Post-traditional and meditation

What would post-traditional Buddhist meditation look like? What does it look like to deeply practice a Buddhist meditation technique outside of a tradition? Is there any value or worth in removing Buddhist meditation techniques from the tradition in which they have been developed and shared, and stood the test of time? In truth, each of these questions has already been answered and they are continuing to be answered by the many people that stumble along with varying degrees of success, finding their own way through books, videos, podcasts, and different degrees of experience had within established Buddhist groups. Meditation techniques themselves were developed by people of course, many of whom were stepping outside of tradition, or adapting and modernising existing traditions. Every time we place ourselves in sincere relationship with a meditation practice, we are adapting the technique through our personal and individual process, bringing new material into relationship with the practice, that is say, making the practice our own. Every time you sit down to meditate, it is a new moment, a new act. This immediacy, if conscious, is an antidote to complacency and a challenge to prescriptive behavioural modification that many traditional forms and approaches to meditation practice take or condone. How far an individual will go in this process will determine how radically they change. After all, if Buddhism has any worth, it is this, change.
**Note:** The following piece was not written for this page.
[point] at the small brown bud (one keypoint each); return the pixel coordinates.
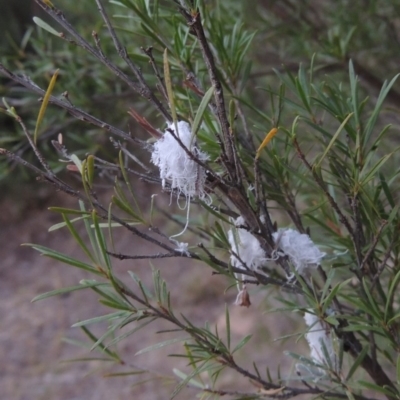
(243, 298)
My relationship with Buddhism is one of fluctuation, shifting in and out of a sort of intimate embrace, going deeply into shifting possibilities, whilst stepping back and examining with Western eyes and hands: teasing apart delicately and testing through personal experience the human potential within Buddhism’s human articles. Arguing over the ideological content and agenda inherent within politicised religious formations is one approach to take in reviewing Buddhism as a whole, especially if serious disillusionment has settled in and the rot has begun. Another is to deny it its supernatural claims and see it as a rich and varied history of human endeavour, and as such, open to a very human interpretation and reformulation, and this is the approach I like to take here. I feel I go further than the Secular Buddhists, but not as far as Wallis, Steingass and Pepper.

A post-traditional approach, as the British sociologist Anthony Giddens points out, is aware of choice and the constructed nature of tradition. Post-traditional goes beyond prescription to self-determination. If I am not a product of tradition, if I am not an autonym that acts in accordance with a fixed past, then I must necessarily choose how to engage and how to act in a (hopefully) conscious relationship with tradition/s. Post-traditional implies a degree of freedom then and awareness about that freedom. If deference to tradition sits opposite modern self-reflection, then a question that emerges is why do people grasp at the seeming solidity of tradition and not embrace a more self-aware relationship with Buddhism as the construct that it is? Well, in part, traditions, especially of the religious persuasion, have a nasty habit of defending themselves from progress and change. Impermanence has long been the enemy of stability and Buddhist institutions are no strangers to this in spite of what they preach. The old anti-modernity pursuit of a pure past, authentic tradition, the guarantor of expertise and so forth are the weapons raised in defence against the uncertainty and destabilising nature of change. Of course this friction plays out constantly at all levels of society, but, perhaps we, as in you and I, can embrace uncertainty and recognise Darwin’s claim that it is not the strongest that survive, but those most able to adapt to change.